Table 2. The charge transport parameters of the devices calculated from the EIS data.

	RS (Ω)	RCT (Ω)	CPE (µF)	n
ZnO-NFs (control)	6.07	22.57	0.898	0.75
ZnO-3DG-0.25	2.28	121.57	0.42	0.80
ZnO-3DG-0.50	9.56	110	0.206	0.69
ZnO-3DG-0.75	7.5	66.17	0.273	0.69
ZnO-3DG-1.00	4.87	61.15	0.635	0.91

summarizes the charge transport parameters R_S, R_CT, and constant phase element (CPE) The ZnO-3DG-0.25-based device showed the smallest R_S followed by ZnO-3DG-0.75. Similarly, the device based on ZnO-3DG-0.25 shows the highest R_CT value, as depicted in Table 2.

4. Conclusions

In conclusion, the 3D graphene doped ZnO thin film has proven to be an electron transport layer that can contribute significantly to the photovoltage through efficient charge separation and transportation in addition to the significant improvement in the light-harvesting efficiency.
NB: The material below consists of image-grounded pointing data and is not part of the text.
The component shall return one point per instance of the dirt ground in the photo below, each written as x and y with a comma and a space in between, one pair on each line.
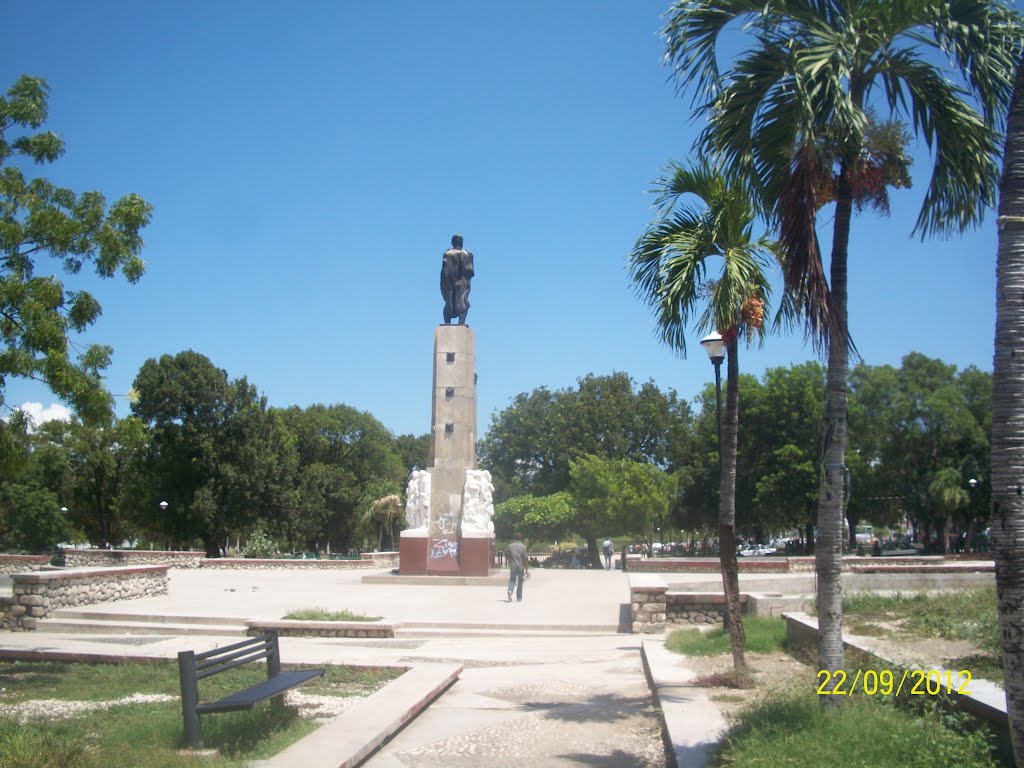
780, 671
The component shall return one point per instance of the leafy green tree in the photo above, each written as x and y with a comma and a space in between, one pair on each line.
38, 314
414, 452
530, 443
782, 416
215, 455
793, 115
909, 426
98, 465
33, 515
616, 495
537, 517
1008, 423
340, 452
700, 265
382, 510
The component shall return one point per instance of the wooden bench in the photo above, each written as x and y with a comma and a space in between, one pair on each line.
194, 667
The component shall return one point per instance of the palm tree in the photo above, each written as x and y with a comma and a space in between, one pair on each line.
794, 114
381, 509
1008, 418
707, 217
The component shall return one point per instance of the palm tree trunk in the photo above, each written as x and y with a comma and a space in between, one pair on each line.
828, 548
727, 520
1008, 419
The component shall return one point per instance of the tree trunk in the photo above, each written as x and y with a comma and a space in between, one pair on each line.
1008, 419
594, 553
828, 548
727, 520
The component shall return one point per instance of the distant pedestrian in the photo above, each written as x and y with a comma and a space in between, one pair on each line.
518, 566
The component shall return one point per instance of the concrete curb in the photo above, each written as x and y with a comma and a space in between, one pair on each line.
344, 741
352, 736
692, 723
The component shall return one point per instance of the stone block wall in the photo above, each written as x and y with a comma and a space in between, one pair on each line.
23, 563
251, 563
82, 558
693, 608
35, 595
648, 603
289, 628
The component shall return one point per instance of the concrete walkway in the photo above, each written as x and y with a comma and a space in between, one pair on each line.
550, 681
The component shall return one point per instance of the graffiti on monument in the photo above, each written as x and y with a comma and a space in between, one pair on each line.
443, 549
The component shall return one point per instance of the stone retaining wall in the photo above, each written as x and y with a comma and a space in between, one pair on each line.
35, 595
649, 609
117, 557
654, 607
289, 628
23, 563
693, 608
771, 564
81, 558
368, 560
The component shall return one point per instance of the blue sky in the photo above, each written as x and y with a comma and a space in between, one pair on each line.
309, 162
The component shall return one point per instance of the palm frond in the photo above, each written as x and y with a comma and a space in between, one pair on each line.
802, 267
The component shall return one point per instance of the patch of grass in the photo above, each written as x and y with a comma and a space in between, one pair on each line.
969, 614
322, 614
36, 747
963, 614
796, 731
150, 735
764, 635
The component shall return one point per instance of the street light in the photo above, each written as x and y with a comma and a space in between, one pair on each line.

This enhancement is not only displayed by PCE increment (10.9%) compared to the pristine ZnO (4.2%) but is also contributed by the two-fold photovoltage enhancement. The employed 3D graphene acts as the electron transporting ‘highway’ for the film with lower content 3D graphene and as an electron–hole recombination center for the film with higher content. A trade-off between higher 3D graphene and photocurrent density has been observed. It is observed that the dominant factor in the enhancement of light-harvesting efficiency is the connectivity and mobility of the carriers and the effective charge separation within the 3D framework of graphene rather than the generated current density. This development signifies that the new route for photovoltage enhancement can be employed in electron transport material to be utilized in photosynthesis devices.